What’s a catalytic converter cost? Well, almost $1100 for a genuine one on FCPEuro.com and installation can cost up to $1700 if you decide not to do it yourself. Even an aftermarket part will cost several hundred dollars. If you’re an experienced shade tree mechanic, you’ll want to verify your diagnosis by examining the exhaust. You don’t hear any leaks and the wiring on the oxygen sensors looks ok. So, you go ahead and replace the catalytic converter. But did you really think of everything?
Did you know that an engine coolant temperature sensor can be to blame for a P0420 code? But why? This sensor is nowhere near the catalytic converter or even the exhaust for that matter.
Vehicles are designed to inject more fuel into an engine when the vehicle is starting cold. If the ECU thinks it’s cold even when the engine is not, the catalytic converter could be overwhelmed by unburned fuel which causes the oxygen sensor to think it’s performing below its threshold efficiency.
This is a rare scenario occurring in probably 5% of cases or less. But do you want to be one of the 5% it happens to? The reason that parts stores can get away with recommending parts for a specific code is that they’re right 60-75% of the time. Why waste time and money replacing unnecessary parts?
The following are some unusual diagnoses for their symptoms. Hopefully it’s interesting to you.

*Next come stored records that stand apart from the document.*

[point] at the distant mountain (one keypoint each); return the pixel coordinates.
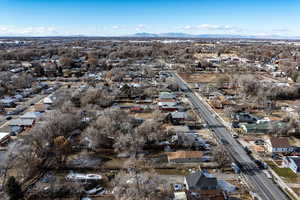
(185, 35)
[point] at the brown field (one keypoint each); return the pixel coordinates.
(201, 78)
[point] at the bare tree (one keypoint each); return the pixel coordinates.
(145, 185)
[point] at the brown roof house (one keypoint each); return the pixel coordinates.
(201, 185)
(185, 156)
(279, 145)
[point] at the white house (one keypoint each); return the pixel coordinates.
(292, 162)
(279, 145)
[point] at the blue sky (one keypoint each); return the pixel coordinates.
(124, 17)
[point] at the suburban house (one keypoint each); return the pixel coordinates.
(48, 100)
(168, 106)
(177, 118)
(203, 186)
(243, 117)
(18, 125)
(279, 145)
(180, 196)
(4, 138)
(166, 95)
(184, 156)
(31, 115)
(261, 126)
(8, 102)
(292, 162)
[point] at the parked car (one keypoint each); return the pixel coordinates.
(8, 118)
(97, 190)
(178, 187)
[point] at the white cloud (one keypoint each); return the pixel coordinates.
(212, 27)
(116, 27)
(140, 27)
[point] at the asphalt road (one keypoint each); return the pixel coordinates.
(265, 188)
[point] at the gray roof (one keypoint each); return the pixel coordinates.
(21, 122)
(31, 115)
(179, 115)
(167, 95)
(200, 181)
(296, 159)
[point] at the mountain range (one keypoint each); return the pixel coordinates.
(185, 35)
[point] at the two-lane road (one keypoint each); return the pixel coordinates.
(264, 187)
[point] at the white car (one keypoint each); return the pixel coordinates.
(178, 187)
(97, 190)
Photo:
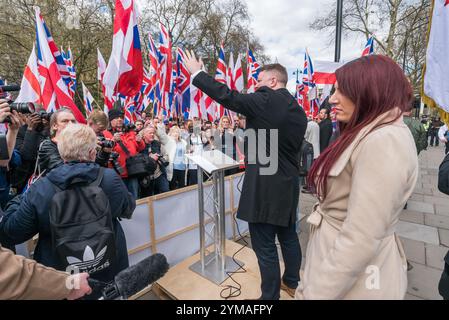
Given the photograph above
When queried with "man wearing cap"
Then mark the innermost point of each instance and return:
(128, 144)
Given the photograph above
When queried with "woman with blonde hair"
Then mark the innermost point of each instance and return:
(362, 181)
(176, 148)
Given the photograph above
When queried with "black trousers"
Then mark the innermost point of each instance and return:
(434, 138)
(263, 237)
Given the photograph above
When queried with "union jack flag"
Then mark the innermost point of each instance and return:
(60, 63)
(299, 95)
(52, 69)
(253, 70)
(166, 65)
(369, 48)
(308, 72)
(182, 85)
(68, 59)
(155, 90)
(221, 76)
(130, 111)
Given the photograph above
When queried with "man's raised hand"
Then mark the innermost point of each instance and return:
(192, 64)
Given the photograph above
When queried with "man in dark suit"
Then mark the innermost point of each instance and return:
(326, 128)
(268, 201)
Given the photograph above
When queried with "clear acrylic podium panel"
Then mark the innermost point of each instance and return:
(216, 266)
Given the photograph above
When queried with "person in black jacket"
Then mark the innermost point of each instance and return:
(443, 186)
(326, 128)
(29, 138)
(269, 197)
(29, 215)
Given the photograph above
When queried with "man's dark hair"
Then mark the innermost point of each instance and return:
(328, 111)
(279, 69)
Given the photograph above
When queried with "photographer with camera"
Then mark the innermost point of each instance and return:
(98, 121)
(76, 210)
(10, 156)
(128, 145)
(29, 138)
(156, 182)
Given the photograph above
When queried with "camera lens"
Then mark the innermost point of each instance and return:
(23, 107)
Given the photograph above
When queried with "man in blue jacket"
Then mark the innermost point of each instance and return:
(30, 214)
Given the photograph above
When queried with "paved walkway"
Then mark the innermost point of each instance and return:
(424, 228)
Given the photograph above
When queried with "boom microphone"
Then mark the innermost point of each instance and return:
(136, 278)
(13, 87)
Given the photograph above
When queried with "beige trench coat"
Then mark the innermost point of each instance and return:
(353, 251)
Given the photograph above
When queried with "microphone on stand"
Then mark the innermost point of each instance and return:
(134, 279)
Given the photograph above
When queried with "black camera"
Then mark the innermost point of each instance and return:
(24, 107)
(129, 127)
(162, 160)
(115, 163)
(44, 115)
(105, 143)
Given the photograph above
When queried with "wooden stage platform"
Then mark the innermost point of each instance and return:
(180, 283)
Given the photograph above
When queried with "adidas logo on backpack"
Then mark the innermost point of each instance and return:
(81, 226)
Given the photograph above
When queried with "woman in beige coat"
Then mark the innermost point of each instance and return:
(363, 182)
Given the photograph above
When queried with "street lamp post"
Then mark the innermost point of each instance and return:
(339, 30)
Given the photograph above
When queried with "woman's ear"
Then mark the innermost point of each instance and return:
(93, 154)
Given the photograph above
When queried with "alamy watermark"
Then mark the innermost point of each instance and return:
(259, 147)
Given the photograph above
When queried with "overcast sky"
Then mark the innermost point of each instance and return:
(283, 28)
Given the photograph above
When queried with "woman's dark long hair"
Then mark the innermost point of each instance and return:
(376, 85)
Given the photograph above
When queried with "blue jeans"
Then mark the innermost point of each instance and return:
(263, 242)
(133, 186)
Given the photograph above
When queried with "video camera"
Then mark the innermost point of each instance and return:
(23, 107)
(115, 163)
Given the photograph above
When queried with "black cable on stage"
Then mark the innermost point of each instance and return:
(235, 291)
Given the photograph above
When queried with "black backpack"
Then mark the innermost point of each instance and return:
(305, 158)
(81, 227)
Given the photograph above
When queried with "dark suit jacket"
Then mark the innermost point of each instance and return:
(266, 199)
(326, 130)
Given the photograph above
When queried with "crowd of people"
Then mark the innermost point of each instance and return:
(362, 173)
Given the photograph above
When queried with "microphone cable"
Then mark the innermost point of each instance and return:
(234, 291)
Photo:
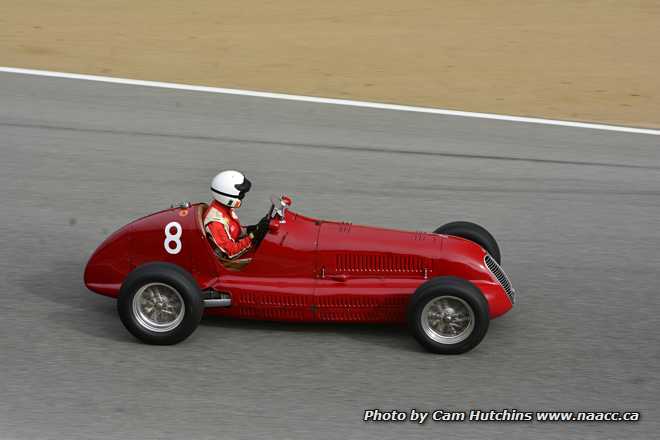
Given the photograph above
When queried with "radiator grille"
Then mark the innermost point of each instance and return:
(497, 271)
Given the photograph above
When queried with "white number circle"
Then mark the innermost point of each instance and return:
(172, 242)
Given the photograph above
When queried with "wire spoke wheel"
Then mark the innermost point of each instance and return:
(158, 307)
(447, 319)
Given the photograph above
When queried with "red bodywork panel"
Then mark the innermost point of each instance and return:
(304, 269)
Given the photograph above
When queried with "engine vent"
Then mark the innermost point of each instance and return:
(497, 271)
(378, 263)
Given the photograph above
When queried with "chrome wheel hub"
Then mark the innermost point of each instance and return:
(447, 319)
(158, 307)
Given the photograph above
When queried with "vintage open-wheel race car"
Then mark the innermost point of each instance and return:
(165, 273)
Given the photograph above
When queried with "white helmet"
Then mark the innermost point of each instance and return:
(229, 188)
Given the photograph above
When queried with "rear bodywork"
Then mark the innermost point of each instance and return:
(304, 270)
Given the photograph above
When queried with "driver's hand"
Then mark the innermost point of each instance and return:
(260, 230)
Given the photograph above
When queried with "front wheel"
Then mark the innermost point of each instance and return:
(475, 233)
(160, 303)
(448, 315)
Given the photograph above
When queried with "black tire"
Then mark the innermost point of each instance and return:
(458, 292)
(161, 276)
(473, 232)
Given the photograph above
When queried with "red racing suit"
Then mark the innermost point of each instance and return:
(222, 225)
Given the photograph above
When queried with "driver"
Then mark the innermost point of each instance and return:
(220, 220)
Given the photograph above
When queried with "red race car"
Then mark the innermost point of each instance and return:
(165, 274)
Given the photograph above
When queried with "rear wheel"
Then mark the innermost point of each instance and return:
(475, 233)
(160, 303)
(448, 315)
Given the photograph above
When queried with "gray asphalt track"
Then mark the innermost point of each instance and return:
(576, 211)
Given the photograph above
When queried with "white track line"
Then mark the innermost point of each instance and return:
(347, 102)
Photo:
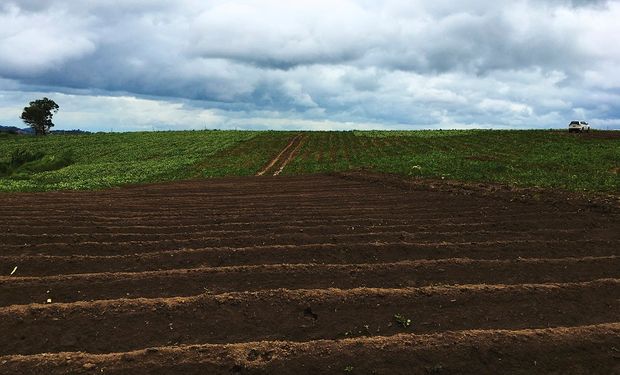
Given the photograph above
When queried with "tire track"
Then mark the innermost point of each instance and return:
(284, 157)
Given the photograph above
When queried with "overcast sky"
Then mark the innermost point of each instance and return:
(312, 64)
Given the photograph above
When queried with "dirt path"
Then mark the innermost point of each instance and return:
(277, 164)
(306, 274)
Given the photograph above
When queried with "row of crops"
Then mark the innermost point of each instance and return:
(522, 158)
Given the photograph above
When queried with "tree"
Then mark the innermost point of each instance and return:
(38, 115)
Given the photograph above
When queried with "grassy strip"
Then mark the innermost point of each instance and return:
(550, 159)
(106, 160)
(520, 158)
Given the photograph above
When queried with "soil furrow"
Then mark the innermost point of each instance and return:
(188, 282)
(567, 350)
(303, 315)
(352, 253)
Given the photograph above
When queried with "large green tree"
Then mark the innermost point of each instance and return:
(38, 115)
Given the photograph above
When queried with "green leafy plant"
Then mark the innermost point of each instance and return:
(402, 321)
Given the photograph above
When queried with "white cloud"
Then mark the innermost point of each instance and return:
(354, 62)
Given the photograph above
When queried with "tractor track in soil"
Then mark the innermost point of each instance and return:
(305, 274)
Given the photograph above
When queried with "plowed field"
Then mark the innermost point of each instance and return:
(312, 274)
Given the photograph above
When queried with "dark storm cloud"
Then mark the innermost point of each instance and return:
(387, 62)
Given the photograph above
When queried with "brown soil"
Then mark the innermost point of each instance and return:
(305, 275)
(277, 164)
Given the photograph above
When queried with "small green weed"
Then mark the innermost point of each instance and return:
(402, 321)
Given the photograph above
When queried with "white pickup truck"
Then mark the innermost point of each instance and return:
(578, 126)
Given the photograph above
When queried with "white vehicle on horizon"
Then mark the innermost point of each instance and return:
(578, 126)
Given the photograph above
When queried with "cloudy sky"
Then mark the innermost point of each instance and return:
(312, 64)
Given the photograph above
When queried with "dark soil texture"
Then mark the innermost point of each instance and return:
(347, 274)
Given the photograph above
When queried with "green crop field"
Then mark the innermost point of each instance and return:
(549, 159)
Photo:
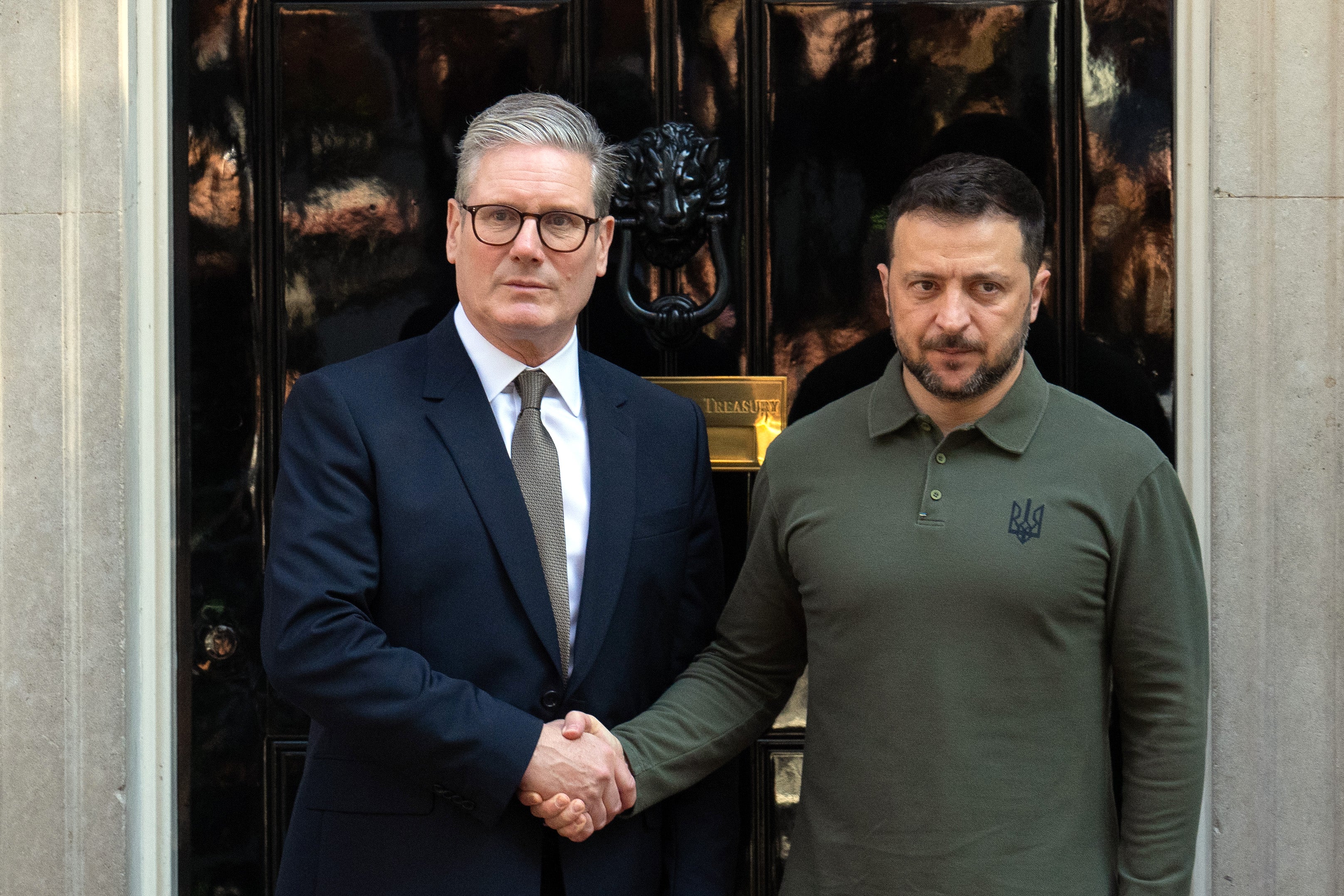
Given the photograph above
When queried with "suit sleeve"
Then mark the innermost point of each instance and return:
(1160, 664)
(738, 686)
(701, 824)
(323, 649)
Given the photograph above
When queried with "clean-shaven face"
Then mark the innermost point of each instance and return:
(962, 300)
(526, 292)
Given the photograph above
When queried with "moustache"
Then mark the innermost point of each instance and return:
(955, 342)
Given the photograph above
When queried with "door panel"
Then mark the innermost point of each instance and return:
(318, 155)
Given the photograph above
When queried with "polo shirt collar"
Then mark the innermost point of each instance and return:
(498, 370)
(1010, 425)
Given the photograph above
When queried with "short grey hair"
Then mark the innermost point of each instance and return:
(540, 120)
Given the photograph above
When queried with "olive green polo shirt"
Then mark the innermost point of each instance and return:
(965, 605)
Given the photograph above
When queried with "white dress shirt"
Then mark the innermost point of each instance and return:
(562, 414)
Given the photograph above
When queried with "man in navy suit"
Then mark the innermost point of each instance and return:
(478, 531)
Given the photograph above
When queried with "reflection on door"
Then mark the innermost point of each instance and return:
(316, 155)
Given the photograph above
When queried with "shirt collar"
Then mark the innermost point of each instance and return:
(498, 370)
(1010, 425)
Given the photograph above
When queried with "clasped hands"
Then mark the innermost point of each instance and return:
(578, 780)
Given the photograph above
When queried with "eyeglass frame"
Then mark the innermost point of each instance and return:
(522, 219)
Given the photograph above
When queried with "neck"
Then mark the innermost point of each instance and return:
(949, 414)
(533, 348)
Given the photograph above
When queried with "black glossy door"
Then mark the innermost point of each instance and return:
(316, 158)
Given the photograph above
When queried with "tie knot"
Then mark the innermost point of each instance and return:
(531, 385)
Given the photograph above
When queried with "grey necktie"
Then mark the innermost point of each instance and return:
(538, 469)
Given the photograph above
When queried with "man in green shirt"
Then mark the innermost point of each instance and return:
(971, 562)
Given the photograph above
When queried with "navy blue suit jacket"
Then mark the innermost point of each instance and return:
(406, 613)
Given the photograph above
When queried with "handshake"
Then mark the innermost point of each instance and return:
(578, 780)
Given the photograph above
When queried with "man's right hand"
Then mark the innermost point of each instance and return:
(585, 769)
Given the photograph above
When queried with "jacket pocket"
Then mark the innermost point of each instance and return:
(662, 522)
(348, 785)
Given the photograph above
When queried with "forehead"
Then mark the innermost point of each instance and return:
(927, 241)
(534, 179)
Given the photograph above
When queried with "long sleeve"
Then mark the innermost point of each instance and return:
(323, 649)
(701, 825)
(1160, 661)
(738, 686)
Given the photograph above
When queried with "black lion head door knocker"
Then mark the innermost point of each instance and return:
(671, 197)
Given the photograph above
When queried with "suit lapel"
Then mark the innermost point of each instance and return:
(611, 515)
(457, 410)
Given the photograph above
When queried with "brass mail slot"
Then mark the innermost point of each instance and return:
(742, 414)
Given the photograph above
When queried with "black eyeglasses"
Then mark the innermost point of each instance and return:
(561, 231)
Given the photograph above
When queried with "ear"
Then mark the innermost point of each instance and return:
(885, 275)
(605, 234)
(455, 230)
(1038, 290)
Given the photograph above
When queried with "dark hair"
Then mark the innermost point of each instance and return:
(963, 185)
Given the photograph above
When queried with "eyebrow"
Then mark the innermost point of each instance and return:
(920, 275)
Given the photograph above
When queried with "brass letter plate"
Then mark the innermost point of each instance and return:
(744, 414)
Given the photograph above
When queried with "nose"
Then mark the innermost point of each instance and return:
(673, 209)
(527, 245)
(953, 310)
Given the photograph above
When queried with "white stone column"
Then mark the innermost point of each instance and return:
(1277, 449)
(70, 191)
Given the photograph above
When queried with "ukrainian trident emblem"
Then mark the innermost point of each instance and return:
(1025, 523)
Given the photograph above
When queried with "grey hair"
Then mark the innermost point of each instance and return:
(540, 120)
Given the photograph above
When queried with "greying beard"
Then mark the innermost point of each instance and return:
(988, 375)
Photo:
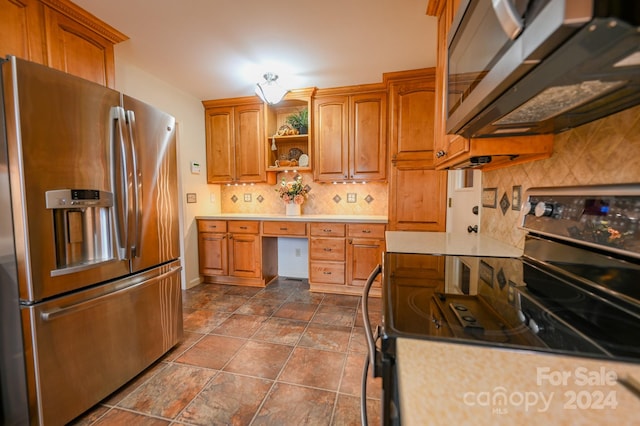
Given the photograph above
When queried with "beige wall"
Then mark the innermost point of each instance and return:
(605, 151)
(324, 198)
(189, 114)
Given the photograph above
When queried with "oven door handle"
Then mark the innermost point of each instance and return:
(371, 344)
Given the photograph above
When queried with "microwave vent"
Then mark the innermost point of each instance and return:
(558, 99)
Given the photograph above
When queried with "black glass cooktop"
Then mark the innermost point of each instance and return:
(512, 302)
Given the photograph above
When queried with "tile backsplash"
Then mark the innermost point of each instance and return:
(324, 198)
(601, 152)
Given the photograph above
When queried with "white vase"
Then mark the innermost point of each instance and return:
(293, 209)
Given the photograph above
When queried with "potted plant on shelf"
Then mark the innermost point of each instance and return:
(300, 121)
(293, 194)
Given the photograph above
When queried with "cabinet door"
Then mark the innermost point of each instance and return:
(77, 50)
(363, 254)
(219, 126)
(249, 143)
(21, 34)
(417, 199)
(446, 146)
(412, 119)
(212, 253)
(244, 255)
(368, 137)
(331, 115)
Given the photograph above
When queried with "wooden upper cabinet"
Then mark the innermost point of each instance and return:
(412, 109)
(220, 145)
(350, 137)
(249, 143)
(368, 136)
(331, 138)
(75, 49)
(61, 35)
(22, 29)
(417, 199)
(234, 142)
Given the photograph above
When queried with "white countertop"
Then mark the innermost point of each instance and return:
(457, 384)
(301, 218)
(448, 243)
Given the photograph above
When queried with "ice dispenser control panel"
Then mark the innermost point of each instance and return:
(82, 227)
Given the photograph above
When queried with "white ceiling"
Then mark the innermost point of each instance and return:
(220, 48)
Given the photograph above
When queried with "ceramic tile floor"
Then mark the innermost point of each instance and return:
(279, 355)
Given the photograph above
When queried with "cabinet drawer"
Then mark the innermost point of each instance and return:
(326, 272)
(277, 229)
(327, 229)
(368, 230)
(327, 249)
(244, 227)
(212, 226)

Battery going dead -- Radio has internal short
Car has trouble starting -- Mouse nest inside air filter box or exhaust
Air blowing but no heat -- Conductive engine coolant causing pinhole leaks
Car dies but has fuel, spark, and compression -- Stale gas
Headlights intermittently switch off -- Failing parking brake switch
Engine keeps running after shutoff -- Cracked fuel pump
ECU: sometimes synonymous with PCM or ECM. Computer or control unit that adjusts engine running conditions
Bank: a row of pistons. E.g. a V6 engine has two banks but an I6 or straight-6 engine has one bank.
Catalytic Converter: a housing in your exhaust that looks like a muffler but is designed to reduce emissions. It “catalyzes” the process that breaks down harmful emissions into harmless ones.
Oxygen Sensor: a sensor mounted in your exhaust system that measures ratio between fuel byproducts and air.